When you feel yourself getting into this rut and perhaps beating yourself up a little bit for feeling like you’re not making good progress, just remember: don’t dwell on past mistakes. What matters is living mindfully and making the right decision in this moment. Instead of getting angry or frustrated when you perform a compulsion, just remind yourself: what happened in the past has already happened. I cannot change it. All I can do is choose the next action I can take. You can either choose to perform more compulsions, or you can choose to live mindfully and with acceptance instead. There is absolutely no value in beating yourself up over previous mistakes or for performing compulsions; instead, gently remind yourself to stay mindfully focused and take valued action. Because ultimately, OCD recovery is about choosing to do the right behavior now (refusing compulsions, living mindfully), and then making that same choice again when an uncertainty or intrusive thought pops up, and then making that choice again, and then again, and again… And once you consistently choose the right behavior (mindfulness, acceptance) over the wrong behavior (compulsions), you gradually re-train your brain to naturally respond in this manner which will eventually break OCD’s hold over you.

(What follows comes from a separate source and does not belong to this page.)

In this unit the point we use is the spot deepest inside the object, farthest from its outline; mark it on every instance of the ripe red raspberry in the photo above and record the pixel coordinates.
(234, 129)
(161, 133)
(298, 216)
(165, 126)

If I had to summarize today’s blog post, it would be this:
OCD recovery is all about CHOOSING to live mindfully and with acceptance.
Ruminating on the past adds no value and won’t change anything. Mindfulness is all about choosing to focus your time and energy on what matters now - the present moment.
OCD recovery is damn hard, and not a linear progression. You will have good days and bad days. As you can see from my recovery chart, there will be ups and downs. The important thing is to be kind to yourself, and when you inevitably slip up, instead of getting frustrated or dwelling on your mistake, simply choose to move on and make the right decision in the present moment. What happened in the past doesn’t matter - what matters is making the right choice now.
I hope this post is useful to my readers, because this is something that I struggled with during my own recovery journey, and something which I had to learn through trial and error. And even today I am still practicing mindfulness and acceptance, because you can ALWAYS get stronger and better at these skills regardless of where you’re at in your mental health journey, and these skills will definitely be able to help you throughout a wide variety of situations in real life, OCD related or not. So keep on practicing mindfulness and acceptance, and CHOOSE to live in the present moment, not in the past!